There are serious questions whether the time is right for Japan to rise its interest rates again, as this interview in the FT with Finance Minister Omi Koji by David Pilling and Martin Wolf indicates. This bit is of particular interest:

Paul Sheard, global chief economist at Lehman Brothers, said he was concerned that Japan's economic authorities were applying the brakes at the wrong time. "The big picture in Japan is that deflation continues and monetary and fiscal policy are both being tightened," he said. "I challenge you to find any textbook where that is described as an optimal policy mix."

Of course, economics textbooks are far from infallible. Nevertheless, the point is a good one.

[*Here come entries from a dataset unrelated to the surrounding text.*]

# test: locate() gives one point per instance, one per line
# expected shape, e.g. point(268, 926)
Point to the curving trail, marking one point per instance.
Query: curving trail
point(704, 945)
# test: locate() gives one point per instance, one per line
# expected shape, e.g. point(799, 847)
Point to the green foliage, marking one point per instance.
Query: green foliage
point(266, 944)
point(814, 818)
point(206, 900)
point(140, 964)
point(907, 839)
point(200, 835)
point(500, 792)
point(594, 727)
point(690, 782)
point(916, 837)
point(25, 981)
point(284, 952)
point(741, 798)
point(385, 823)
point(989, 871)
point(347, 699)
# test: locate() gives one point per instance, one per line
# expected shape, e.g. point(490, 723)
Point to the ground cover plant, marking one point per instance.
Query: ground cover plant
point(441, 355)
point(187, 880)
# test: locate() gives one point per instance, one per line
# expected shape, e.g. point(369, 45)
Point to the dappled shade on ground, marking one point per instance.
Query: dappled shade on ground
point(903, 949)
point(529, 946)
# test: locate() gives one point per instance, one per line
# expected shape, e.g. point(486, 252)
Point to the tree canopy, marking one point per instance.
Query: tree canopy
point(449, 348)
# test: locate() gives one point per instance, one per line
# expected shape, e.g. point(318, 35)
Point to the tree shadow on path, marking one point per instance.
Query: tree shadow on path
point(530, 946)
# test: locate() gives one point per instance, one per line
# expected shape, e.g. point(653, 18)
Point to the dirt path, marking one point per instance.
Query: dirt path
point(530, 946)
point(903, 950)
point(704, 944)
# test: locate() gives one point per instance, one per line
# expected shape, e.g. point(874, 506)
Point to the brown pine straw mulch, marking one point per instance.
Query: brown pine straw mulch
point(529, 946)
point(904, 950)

This remark is interesting in light of the Abe Cabinet's latest push to trim the budget. Reducing Japan's colossal deficit -- in part the product of pump priming in the depths of Japan's "lost decade" -- is a necessary and long-term task for Japan's government (previously discussed here). Because the government is committed to contractionary fiscal policy for the indefinite future, however, the BoJ must exercise extreme caution in its monetary policy decisions in the coming year. Anything more than a light tap on the brakes could bring the Japanese recovery to a screeching halt.

One impact of an interest-rate hike that overshoots the mark could be an unwinding of the carry trade -- moves by global investors to take advantage of Japan's low interest rates to buy cheap yen and then turn around and sell it for currencies with better returns (i.e., higher interest rates). As this article in the FT suggests, interest rate hikes designed to preempt inflation could have the perverse consequence of leading yen to flow back into Japan, raising the exchange rate, which would likely have severe consequences for Japan's economic recovery. But then, I am probably the wrong member of my family to ask about the carry trade.

The data on the course of Japan's recovery is probably too mixed at the moment to make a firm judgment as to its sustainability, and the BoJ may be acting a bit too hasty to be assuming that the next two years will see growth continue unhindered.

Politically speaking, I wonder whether Japan's new air of confidence could survive a serious economic downturn. At the same time, though, a downturn could obviate the need to consider a consumption tax hike, about which Mr. Abe has determined no decision will be made until autumn 2007, after the Upper House elections.